Indonesia is a moderate Islamic nation -- and the largest Islamic nation -- and they are fighting the good fight to keep the radicals in check.
That has to be done delicately, for obvious reasons. Islam is a notoriously insecure faith. As a non-Islamic society, we should at least acknowledge the challenge they [the Government of Indonesia and other nation-state's in the Islamic world] are confronting. I think the Indonesians are doing a fairly good job -- they surely fall far short of what I would like but that can't be the standard when modernity is defecating on so much of what they hold dear (just as it is in our country).
Dinesh D'Souza, ridiculed on the left and right in America for his book "The Enemy at Home," was absolutely correct on this point.

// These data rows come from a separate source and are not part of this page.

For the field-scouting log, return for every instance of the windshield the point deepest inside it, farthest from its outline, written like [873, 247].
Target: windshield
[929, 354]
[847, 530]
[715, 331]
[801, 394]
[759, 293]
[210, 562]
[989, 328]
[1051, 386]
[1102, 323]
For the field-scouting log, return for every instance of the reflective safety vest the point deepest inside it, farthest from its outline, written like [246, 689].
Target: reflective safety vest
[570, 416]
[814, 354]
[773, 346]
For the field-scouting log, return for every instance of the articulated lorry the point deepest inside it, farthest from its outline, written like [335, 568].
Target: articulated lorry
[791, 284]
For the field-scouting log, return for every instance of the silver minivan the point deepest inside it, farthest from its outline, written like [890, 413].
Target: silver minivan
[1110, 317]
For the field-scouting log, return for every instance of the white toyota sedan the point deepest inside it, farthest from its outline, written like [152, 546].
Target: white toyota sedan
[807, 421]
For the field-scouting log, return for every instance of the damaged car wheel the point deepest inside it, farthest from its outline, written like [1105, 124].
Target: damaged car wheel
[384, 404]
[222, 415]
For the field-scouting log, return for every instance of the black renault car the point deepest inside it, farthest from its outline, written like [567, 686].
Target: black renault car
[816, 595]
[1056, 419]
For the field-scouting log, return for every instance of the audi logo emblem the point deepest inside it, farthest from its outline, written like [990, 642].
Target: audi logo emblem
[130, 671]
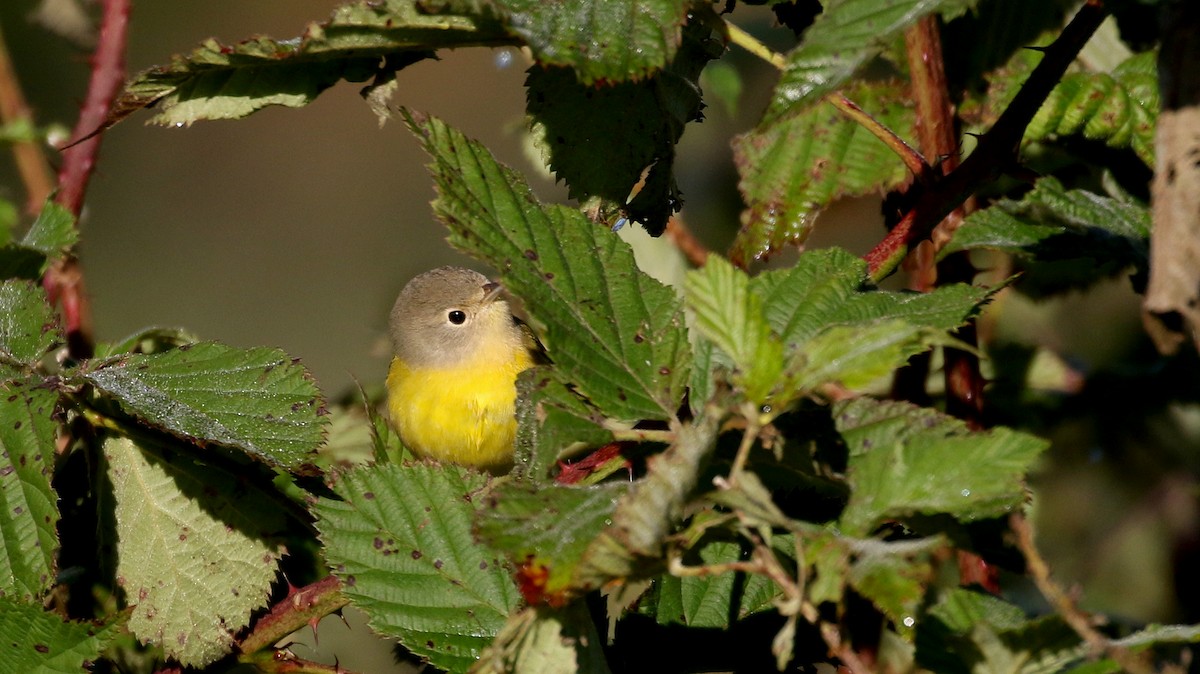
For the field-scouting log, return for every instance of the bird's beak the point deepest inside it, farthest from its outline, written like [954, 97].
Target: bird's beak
[491, 292]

We have to help the great middle in Islam, from a position of respecting their faith, deal with their death cults. One of Wretchard's readers referred to them as Luciferians. Here's what Dave wrote:
The Wahabi mentality is not limited to Muslims/Arabs/towelheads/other common pejoratives.
Approximately 50% of the Ron Paul supporters fit the profile. An equal or higher percentage of Buchanan acolytes do the same.

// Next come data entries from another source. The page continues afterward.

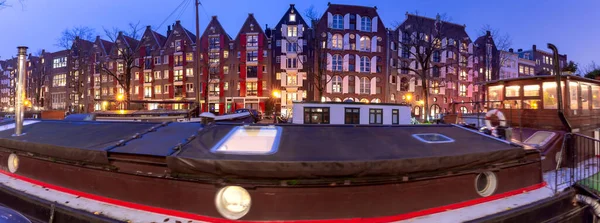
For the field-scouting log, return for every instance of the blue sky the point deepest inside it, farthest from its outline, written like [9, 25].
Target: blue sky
[568, 24]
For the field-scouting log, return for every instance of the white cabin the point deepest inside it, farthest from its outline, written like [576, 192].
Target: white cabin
[350, 113]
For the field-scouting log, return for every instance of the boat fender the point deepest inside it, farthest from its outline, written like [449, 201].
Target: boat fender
[488, 117]
[589, 201]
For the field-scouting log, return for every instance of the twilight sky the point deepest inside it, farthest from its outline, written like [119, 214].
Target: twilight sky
[569, 25]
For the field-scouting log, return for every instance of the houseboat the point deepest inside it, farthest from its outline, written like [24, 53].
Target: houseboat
[530, 108]
[90, 171]
[354, 113]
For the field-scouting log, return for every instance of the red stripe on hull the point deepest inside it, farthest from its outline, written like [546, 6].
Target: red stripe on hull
[213, 219]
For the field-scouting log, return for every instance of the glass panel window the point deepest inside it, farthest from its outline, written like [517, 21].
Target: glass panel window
[252, 41]
[585, 96]
[365, 24]
[550, 98]
[595, 97]
[375, 116]
[337, 84]
[532, 104]
[338, 22]
[352, 116]
[512, 91]
[313, 115]
[337, 41]
[395, 117]
[574, 95]
[336, 63]
[292, 30]
[531, 90]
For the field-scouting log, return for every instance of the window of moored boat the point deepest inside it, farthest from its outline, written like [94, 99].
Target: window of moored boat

And we hardly need to mention moonbats, humanists, militant atheists, and a host of other usual suspects.
It all stems from fear of the hereafter. Dread that you will suffer some form of eternal damnation unless you do very nasty things to anybody and everybody that ever so slightly deviates from your notion of propriety. (And said notions tend to change very rapidly.)
To expose my own beliefs: I call this Luciferian in orgin. The imposition of behavior that if universal would result in species extinction. And promoting same as the only morality in existence.
The towelheaded Wahabis are currently the most prominent variety. That is because they can utilize illegal behavior and enjoy the strongest cash flow. However the Gorebots are not too far behind.
That may be too strong (may be) but it is a good formulation for understanding these folks who appear to be worldwide fellow-travelers. Quite often well-intended but hopelessly tools for evil. That's why vigilance is required, a vigilance that is not superhuman but is simple and quite "of this world." A vigilance that occasionally backslides, perhaps even regularly, but never gives up.